One of our first stops was to sit down with Sandy Keenan, Environment Editor at the New York Times, and two key reporters on the Environment Desk: Elisabeth Rosenthal and Justin Gillis. We had a long conversation about the issues of GROW and the emerging trends that we were seeing around the world.
They asked difficult questions, probed the soft spots of our research, and challenged us to back up our point of view with credible evidence. It was a good conversation, one clearly grounded in knowledge and experience with the immense and complex challenges that come with trying to feed a growing population without breaking the planet. This is not always the experience one has when talking to reporters. In fact it was utterly unique. No other outlet had this depth of knowledge actually backed up by the resources and mandate to reach a mainstream audience.

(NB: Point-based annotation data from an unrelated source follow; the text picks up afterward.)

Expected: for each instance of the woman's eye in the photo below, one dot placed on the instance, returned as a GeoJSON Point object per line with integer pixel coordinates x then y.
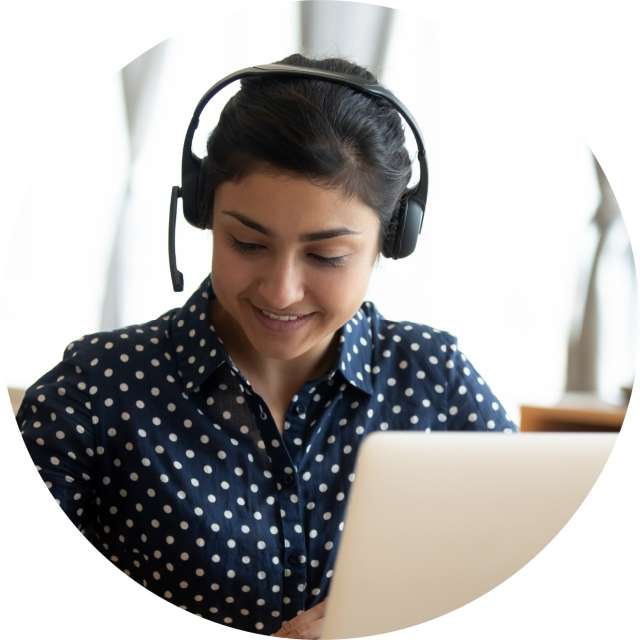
{"type": "Point", "coordinates": [250, 247]}
{"type": "Point", "coordinates": [246, 246]}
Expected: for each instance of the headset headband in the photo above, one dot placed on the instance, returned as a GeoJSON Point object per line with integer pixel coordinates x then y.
{"type": "Point", "coordinates": [413, 201]}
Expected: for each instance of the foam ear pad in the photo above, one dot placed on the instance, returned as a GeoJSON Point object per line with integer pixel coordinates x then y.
{"type": "Point", "coordinates": [407, 237]}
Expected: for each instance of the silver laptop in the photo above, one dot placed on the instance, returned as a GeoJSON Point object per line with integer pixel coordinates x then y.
{"type": "Point", "coordinates": [435, 520]}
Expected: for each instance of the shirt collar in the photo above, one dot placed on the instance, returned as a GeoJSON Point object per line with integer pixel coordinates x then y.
{"type": "Point", "coordinates": [199, 350]}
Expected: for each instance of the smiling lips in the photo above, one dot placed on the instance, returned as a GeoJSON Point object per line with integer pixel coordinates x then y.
{"type": "Point", "coordinates": [282, 318]}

So it is with great disappointment that I read today that the “paper of record” is dismantling its environment desk, reassigning the reporters and editors to other beats. The change, they say, is not prompted by budgetary pressures but what Inside Climate News calls “the shifting interdisciplinary landscape of news reporting.”
Times managing editor for news operations told ICN that environmental stories are, “partly business, economic, national or local, among other subjects. They are more complex. We need to have people working on the different desks that can cover different parts of the story.”
That’s all well and good but it is hard to see this move as anything but an unmitigated disaster for people who care about how the challenges facing our environment impact our lives. The Times environmental coverage is heads and shoulders above what any other mainstream outlet in the US is offering. It is literally without comparison in its quality and quantity. Certainly there are good reporters outside the confines of the Times. Most other outlets have offered shrinking coverage of the political and policy decisions that impact our planet. The Times, led by its Environment Desk, has continued to push the conversation forward on a range of issues.
In theory, this tradition could continue without the benefit of a dedicated team. But color me skeptical. In my experience the issues reporters choose to pay attention to, and the lens through which they approach their coverage, is heavily shaped by the beat to which they are assigned. The title a reporter has on their business card can play a major role in determining what gets written and what does not.
It is certainly true that environmental issues are business issues. They’re national political issues. They’re local issues. But try getting a national political reporter to write a nuanced and thoroughly reported article about the threat climate change is posing to food systems. Try getting a business reporter to write about the ways in which American and European biofuels policies are influencing the ability of poor Guatemalans to get enough to eat. I wish you good luck.
The Times has been a leader in environmental coverage because it has shown a commitment to covering the issue via the Environment Desk. We can only hope that the desk’s closure does not turn out as bad as it seems for environmental coverage.